Feds arrest new suspect in subway plot: Report
By Connor Adams Sheets

New details have come to light about a September plot to bomb the New York City subway system that was spearheaded by a former Flushing High School student and foiled by law enforcement officials, who arrested two of his classmates.

An unnamed fourth suspect in the scheme was arrested weeks ago in Pakistan, law enforcement officials told the Associated Press Monday.

The four men accused in the case planned to carry out a series of suicide bombings during rush hour on trains at the Times Square and Grand Central Terminal subway stations, the AP reported.

The suspects’ targets were going to be selected from the Nos. 1, 2, 3 trains on the Seventh Avenue line and the No. 6 trains on the Lexington Avenue line, the officials told NBC News.

The information comes on the heels of a guilty plea in Brooklyn federal court by mastermind Najibullah Zazi, which he was offered in exchange for cooperating with officials investigating the terror threat.

Adis Medunjanin and Zarein Ahmedzay, friends of Zazi’s who grew up in the same Flushing neighborhood, are charged with traveling to Pakistan to seek terrorist training — a crime Zazi admitted — according to court records.

Medunjanin and Ahmedzay maintain their innocence and remain in custody in New York as does Zazi.

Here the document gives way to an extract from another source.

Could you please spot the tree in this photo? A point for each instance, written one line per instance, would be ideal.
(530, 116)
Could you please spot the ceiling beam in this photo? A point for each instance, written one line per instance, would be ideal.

The fourth suspect, a citizen of Pakistan, may not ultimately be charged in connection with the plot, the law enforcement sources told the Associated Press.

Federal prosecutors publicly confirmed weeks ago that federal agents were searching for suspects outside the United States.

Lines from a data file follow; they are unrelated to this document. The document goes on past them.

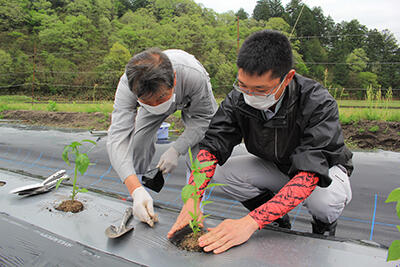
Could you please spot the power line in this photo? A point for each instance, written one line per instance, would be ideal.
(344, 63)
(15, 85)
(76, 86)
(337, 35)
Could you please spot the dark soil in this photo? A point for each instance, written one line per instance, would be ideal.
(186, 240)
(191, 242)
(73, 206)
(358, 135)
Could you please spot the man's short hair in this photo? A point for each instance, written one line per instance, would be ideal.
(149, 72)
(264, 51)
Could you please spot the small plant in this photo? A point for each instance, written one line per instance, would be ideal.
(52, 106)
(81, 164)
(374, 129)
(394, 249)
(192, 192)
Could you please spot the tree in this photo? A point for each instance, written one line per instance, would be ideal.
(278, 24)
(368, 79)
(5, 68)
(266, 9)
(109, 72)
(242, 14)
(357, 60)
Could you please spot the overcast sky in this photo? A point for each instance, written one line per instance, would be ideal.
(381, 15)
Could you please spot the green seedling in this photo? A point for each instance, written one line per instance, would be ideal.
(374, 129)
(52, 106)
(193, 192)
(82, 162)
(394, 249)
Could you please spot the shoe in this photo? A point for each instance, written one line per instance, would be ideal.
(253, 203)
(320, 227)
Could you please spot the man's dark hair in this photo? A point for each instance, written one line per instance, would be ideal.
(264, 51)
(149, 72)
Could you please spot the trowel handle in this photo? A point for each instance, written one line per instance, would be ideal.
(125, 218)
(54, 176)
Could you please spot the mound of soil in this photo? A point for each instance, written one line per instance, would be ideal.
(186, 240)
(372, 135)
(358, 135)
(73, 206)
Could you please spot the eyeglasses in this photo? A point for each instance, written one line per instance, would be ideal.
(256, 92)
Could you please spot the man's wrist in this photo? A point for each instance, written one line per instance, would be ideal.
(132, 183)
(253, 224)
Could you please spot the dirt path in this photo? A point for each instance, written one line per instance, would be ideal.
(363, 134)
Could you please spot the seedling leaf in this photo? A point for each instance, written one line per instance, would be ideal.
(394, 196)
(398, 209)
(199, 179)
(59, 182)
(65, 154)
(82, 162)
(394, 251)
(214, 184)
(206, 202)
(205, 216)
(192, 215)
(89, 141)
(206, 164)
(75, 144)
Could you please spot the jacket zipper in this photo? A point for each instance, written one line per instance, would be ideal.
(276, 144)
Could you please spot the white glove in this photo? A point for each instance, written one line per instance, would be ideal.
(168, 160)
(143, 206)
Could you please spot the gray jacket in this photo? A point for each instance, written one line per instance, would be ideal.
(193, 96)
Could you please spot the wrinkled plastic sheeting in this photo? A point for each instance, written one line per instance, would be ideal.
(149, 246)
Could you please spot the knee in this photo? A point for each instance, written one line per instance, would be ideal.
(325, 206)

Zazi, 25, pleaded guilty in February to plotting with al-Qaeda associates to carry out a string of bombings in the New York City subway system within days of Sept. 11, 2009.

Zazi, an Afghan immigrant who lived in Flushing for years, told Judge Raymond Dearie in federal court in Brooklyn that he participated in the plot after being recruited by al-Qaeda operatives in Pakistan in 2008.

He pleaded guilty to conspiracy to use weapons of mass destruction, conspiracy to commit murder in a foreign country and providing material support to al-Qaeda. He will face a maximum of two life sentences plus 15 years in prison as well as $750,000 in fines at his sentencing hearing June 25.

Zazi said he went to Peshawar, Pakistan, “with others” in 2008 to join the Taliban in order to fight against U.S. military and allied forces in Afghanistan, but when they arrived there he said they were instead recruited by al-Qaeda to carry out a bombing plot.

He described the plot in court as a “martyrdom operation” aimed in part at avenging mistreatment and killing of civilians by the U.S. military in Afghanistan.

Flushing imam Ahmad Wais Afzali pleaded guilty last month to lying to federal authorities about Zazi, who attended his mosque.